Anthony Malakian: A Postscript on Form PF

anthony-malakian-waters
Anthony Malakian, US editor, WatersTechnology

After months of planning, debate, and more planning, the first wave of hedge funds have finally filed their Form PFs via the Financial Industry Regulatory Authority (Finra). Those firms with $5 billion or more in regulatory assets under management will once again file at the end of November, while most other hedge funds will file next year.

For this issue, Waters spoke with a large number of industry participants in order to paint a picture about what the greatest challenges were facing those initial filers, and what smaller and mid-sized funds should learn from their effort (see page 22).

There are a few points I’d like to make before I call it a night on Form PF. One thing I found quite interesting was the lack of faith that several hedge funds had in the vendor community in following through on their Form PF promises. Judging by the vast number of press releases that have come into my inbox touting Form PF capabilities, it’s probably safe to assume that some of those firms were over-selling.

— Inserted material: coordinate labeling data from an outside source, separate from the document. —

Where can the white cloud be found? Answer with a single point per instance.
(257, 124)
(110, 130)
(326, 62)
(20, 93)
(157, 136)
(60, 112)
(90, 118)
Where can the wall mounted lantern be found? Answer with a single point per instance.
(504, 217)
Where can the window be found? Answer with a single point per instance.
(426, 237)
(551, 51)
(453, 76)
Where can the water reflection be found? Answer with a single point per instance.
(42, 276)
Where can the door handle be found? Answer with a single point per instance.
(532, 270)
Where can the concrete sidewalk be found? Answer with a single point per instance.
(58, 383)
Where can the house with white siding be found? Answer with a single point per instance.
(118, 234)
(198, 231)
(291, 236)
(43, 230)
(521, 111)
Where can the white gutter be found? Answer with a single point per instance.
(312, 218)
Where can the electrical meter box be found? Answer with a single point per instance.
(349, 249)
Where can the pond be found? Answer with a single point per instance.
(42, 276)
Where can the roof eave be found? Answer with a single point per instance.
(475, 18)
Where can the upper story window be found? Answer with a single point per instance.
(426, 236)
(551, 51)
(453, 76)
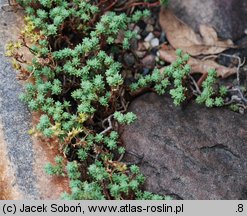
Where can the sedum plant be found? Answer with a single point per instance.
(174, 79)
(74, 81)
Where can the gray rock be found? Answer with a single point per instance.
(190, 153)
(228, 17)
(25, 157)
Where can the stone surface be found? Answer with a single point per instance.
(22, 159)
(190, 153)
(228, 17)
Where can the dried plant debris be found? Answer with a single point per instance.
(182, 36)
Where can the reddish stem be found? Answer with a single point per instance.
(146, 4)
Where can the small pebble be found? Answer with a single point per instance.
(140, 54)
(241, 110)
(149, 20)
(144, 33)
(138, 37)
(162, 37)
(155, 42)
(149, 37)
(149, 28)
(149, 61)
(145, 71)
(147, 45)
(154, 51)
(137, 29)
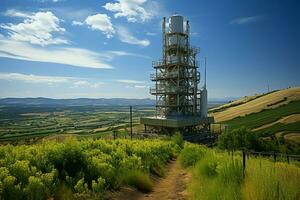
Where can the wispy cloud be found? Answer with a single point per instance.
(34, 78)
(83, 83)
(75, 82)
(141, 86)
(77, 57)
(127, 37)
(36, 28)
(131, 81)
(125, 53)
(247, 20)
(101, 22)
(133, 11)
(151, 33)
(77, 23)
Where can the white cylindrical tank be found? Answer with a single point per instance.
(203, 103)
(176, 26)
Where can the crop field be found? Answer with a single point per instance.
(81, 169)
(218, 175)
(31, 123)
(268, 116)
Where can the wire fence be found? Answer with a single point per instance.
(276, 157)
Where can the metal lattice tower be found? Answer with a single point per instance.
(180, 104)
(176, 77)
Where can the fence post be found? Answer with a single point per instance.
(244, 163)
(130, 108)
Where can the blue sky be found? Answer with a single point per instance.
(94, 48)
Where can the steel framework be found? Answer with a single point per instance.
(176, 77)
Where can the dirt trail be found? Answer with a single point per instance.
(171, 187)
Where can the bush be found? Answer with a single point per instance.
(190, 154)
(238, 139)
(139, 180)
(86, 168)
(177, 139)
(35, 189)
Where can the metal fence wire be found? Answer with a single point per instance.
(275, 156)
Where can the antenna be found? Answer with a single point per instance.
(205, 75)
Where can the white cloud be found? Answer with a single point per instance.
(82, 83)
(33, 78)
(101, 22)
(77, 23)
(133, 10)
(247, 20)
(151, 34)
(131, 81)
(75, 82)
(61, 55)
(36, 28)
(127, 37)
(16, 13)
(125, 53)
(77, 57)
(141, 86)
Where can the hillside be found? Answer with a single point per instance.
(76, 102)
(273, 114)
(254, 104)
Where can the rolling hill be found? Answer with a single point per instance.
(275, 113)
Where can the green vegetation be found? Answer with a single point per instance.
(243, 138)
(238, 139)
(237, 136)
(80, 169)
(237, 103)
(267, 116)
(218, 175)
(27, 124)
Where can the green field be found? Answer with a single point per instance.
(30, 123)
(84, 169)
(267, 116)
(218, 175)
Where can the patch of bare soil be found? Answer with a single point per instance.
(171, 187)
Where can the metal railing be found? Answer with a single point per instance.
(161, 76)
(164, 89)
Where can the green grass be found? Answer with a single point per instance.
(255, 120)
(292, 127)
(80, 168)
(18, 128)
(138, 179)
(218, 175)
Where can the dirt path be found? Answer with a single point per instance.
(171, 187)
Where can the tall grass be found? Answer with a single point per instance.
(268, 180)
(216, 178)
(217, 175)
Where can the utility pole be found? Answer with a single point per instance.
(131, 122)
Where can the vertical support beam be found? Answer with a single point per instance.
(131, 122)
(244, 163)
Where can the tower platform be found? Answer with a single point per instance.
(175, 122)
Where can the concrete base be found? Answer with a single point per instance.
(176, 122)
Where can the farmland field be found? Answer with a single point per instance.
(29, 123)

While it makes sense to use this new regulatory requirement—something that doesn’t demand a massive IT overhaul, but that is strongly underpinned by technology—as a way to introduce products and services to hedge funds panicking about this first round of filings, the reputational damage for non-delivery can be damning. It is clear that the chief compliance and operating officers at these funds are in communication with one another. There isn’t a competitive advantage to be gained from Form PF filings—just headaches. The challenges are largely definitional, which means that in a show of solidarity, they are willing to talk to one another. So you can be sure they are also trading notes about which vendors and consultancies have failed to come through on their claims.

On the technology side, there are benefits that firms can gain from properly attacking the issue of Form PF—from mapping, to audit trails, to data management, to risk management. It’s not about revolutionizing one’s systems—it’s simply about adding efficiency. Compliance reporting is always going to be a pain, but the savviest of firms will use it as an excuse or a driver to improve processes that are often taken for granted.

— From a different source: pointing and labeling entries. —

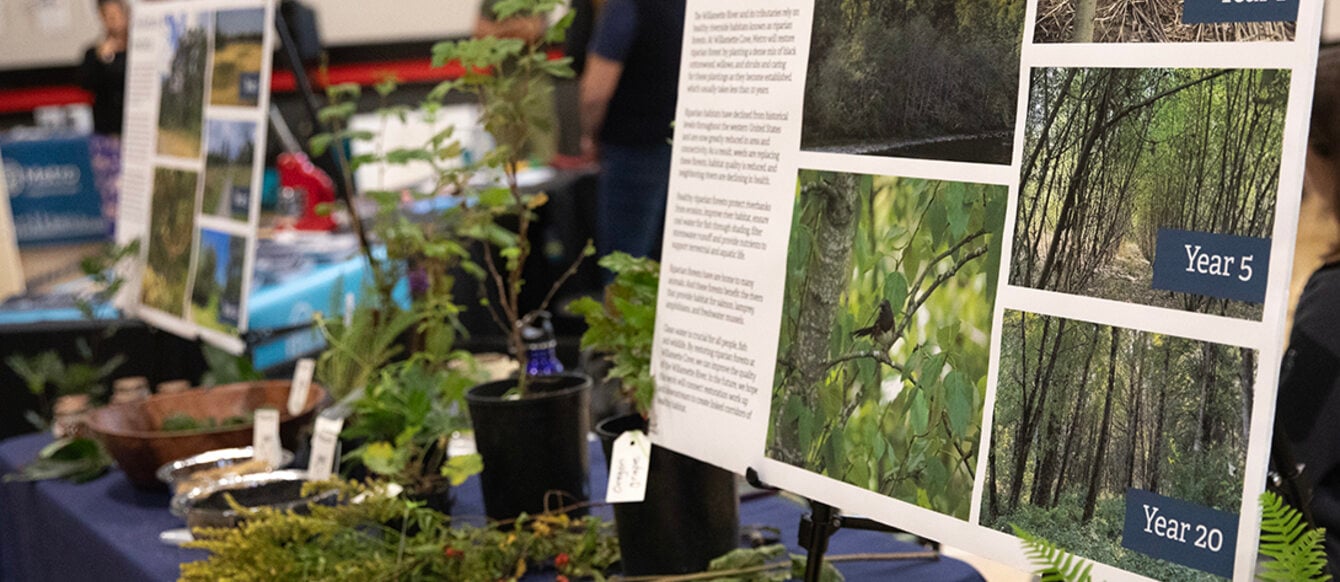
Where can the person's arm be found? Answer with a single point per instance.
(598, 83)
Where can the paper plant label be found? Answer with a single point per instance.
(1179, 531)
(629, 466)
(302, 382)
(324, 439)
(265, 436)
(1218, 266)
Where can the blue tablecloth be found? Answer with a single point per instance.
(106, 530)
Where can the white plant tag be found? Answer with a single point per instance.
(629, 466)
(302, 381)
(265, 436)
(324, 439)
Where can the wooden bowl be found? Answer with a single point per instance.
(131, 431)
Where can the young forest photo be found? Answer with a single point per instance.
(934, 79)
(1084, 412)
(886, 330)
(1114, 154)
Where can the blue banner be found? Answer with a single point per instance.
(1218, 266)
(1179, 531)
(1238, 11)
(52, 192)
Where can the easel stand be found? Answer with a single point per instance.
(820, 523)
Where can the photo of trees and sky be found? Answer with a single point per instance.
(182, 95)
(931, 79)
(1084, 412)
(1150, 22)
(1114, 154)
(886, 331)
(228, 168)
(237, 54)
(172, 227)
(216, 297)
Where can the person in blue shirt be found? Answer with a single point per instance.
(629, 89)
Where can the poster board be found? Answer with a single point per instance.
(197, 95)
(942, 266)
(11, 270)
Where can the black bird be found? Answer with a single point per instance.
(883, 327)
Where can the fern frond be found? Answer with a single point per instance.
(1053, 563)
(1296, 551)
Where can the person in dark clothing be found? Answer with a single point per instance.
(1308, 404)
(629, 91)
(103, 70)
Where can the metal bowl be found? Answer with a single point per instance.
(182, 470)
(207, 506)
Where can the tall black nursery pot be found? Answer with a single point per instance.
(532, 445)
(689, 516)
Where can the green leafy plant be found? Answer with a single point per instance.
(63, 378)
(406, 417)
(622, 326)
(77, 459)
(1296, 551)
(382, 537)
(1053, 563)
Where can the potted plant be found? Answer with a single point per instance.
(682, 494)
(529, 431)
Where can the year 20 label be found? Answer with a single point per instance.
(1205, 263)
(1181, 531)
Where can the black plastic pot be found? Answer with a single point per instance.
(690, 514)
(532, 445)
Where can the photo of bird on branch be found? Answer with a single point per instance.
(886, 330)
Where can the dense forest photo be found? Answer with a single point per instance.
(172, 227)
(229, 154)
(886, 334)
(1084, 412)
(933, 79)
(1114, 154)
(1145, 22)
(181, 102)
(216, 294)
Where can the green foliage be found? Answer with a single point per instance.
(406, 419)
(387, 538)
(75, 459)
(1053, 563)
(1296, 551)
(623, 325)
(898, 413)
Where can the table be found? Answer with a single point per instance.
(109, 530)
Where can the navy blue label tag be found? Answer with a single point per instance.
(1220, 266)
(1238, 11)
(1179, 531)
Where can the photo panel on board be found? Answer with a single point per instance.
(886, 330)
(1165, 22)
(1151, 185)
(217, 293)
(1123, 447)
(181, 109)
(239, 54)
(229, 157)
(172, 227)
(929, 81)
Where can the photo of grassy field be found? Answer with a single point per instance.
(182, 81)
(237, 58)
(216, 297)
(172, 225)
(229, 154)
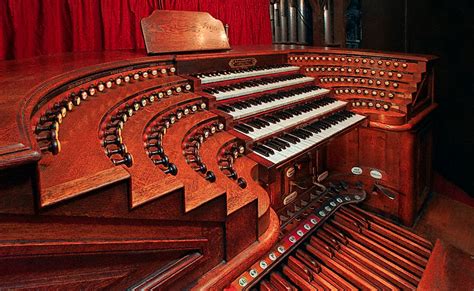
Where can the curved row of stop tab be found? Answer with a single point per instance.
(349, 70)
(193, 142)
(157, 130)
(111, 134)
(350, 59)
(47, 126)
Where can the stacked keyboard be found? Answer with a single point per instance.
(279, 112)
(219, 76)
(299, 140)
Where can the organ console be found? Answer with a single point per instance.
(266, 168)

Demands like Form PF aren’t meant to be exciting, but they don’t have to be a nightmare, either.

Prep, But Not Too Much
In conversations with industry participants, it has became abundantly clear that the amount of data being provided, the number of pages being filed, and the ability to pull all that together, is more difficult than most had initially anticipated. Preparation is vital. Additionally, testing will prove invaluable as the XML filing format for Finra can be quite complex.

Even if your filing date isn’t until April 2013, it would be foolish not to begin the process of vetting vendors and consultancies, setting up internal procedures and figuring out who will be responsible for what, and gaining a deeper understanding of what is being asked for, as many definitions that the Securities and Exchange Commission’s (SEC’s) answers to frequently asked questions may not jibe with your internal definitions.

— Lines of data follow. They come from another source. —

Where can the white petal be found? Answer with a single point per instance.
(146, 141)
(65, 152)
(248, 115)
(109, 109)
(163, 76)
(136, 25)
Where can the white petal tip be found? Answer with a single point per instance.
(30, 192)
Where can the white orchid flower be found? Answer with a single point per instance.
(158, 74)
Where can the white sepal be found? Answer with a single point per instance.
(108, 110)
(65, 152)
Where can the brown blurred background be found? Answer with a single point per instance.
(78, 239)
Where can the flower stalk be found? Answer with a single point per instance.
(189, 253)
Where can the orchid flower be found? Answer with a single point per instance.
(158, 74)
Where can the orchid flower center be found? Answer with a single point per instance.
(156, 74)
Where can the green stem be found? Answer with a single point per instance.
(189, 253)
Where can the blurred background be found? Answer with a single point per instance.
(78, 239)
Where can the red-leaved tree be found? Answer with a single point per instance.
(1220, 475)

Furthermore, it’s important to understand that this is not a process that can be solved by one, two or three people. This has to be viewed as a cross-company initiative—IT and operations, the risk department, accounting, treasury, the trading desk, and compliance.

Still, you should be aware that changes will likely come down the pike, sometimes just weeks before the filing deadline. In early August there was a “decimal” change that affected some hedge funds’ strategy and regional exposure fields, according to Phil Christianson of ConvergEx, who says that Finra had already told him more changes would come before the end of September.

It’s highly probable that as the SEC examines the data, more changes will come to help them in their cause of checking for systemic risk. Be adaptable and be patient. Demands like Form PF aren’t meant to be exciting, but they don’t have to be a nightmare, either.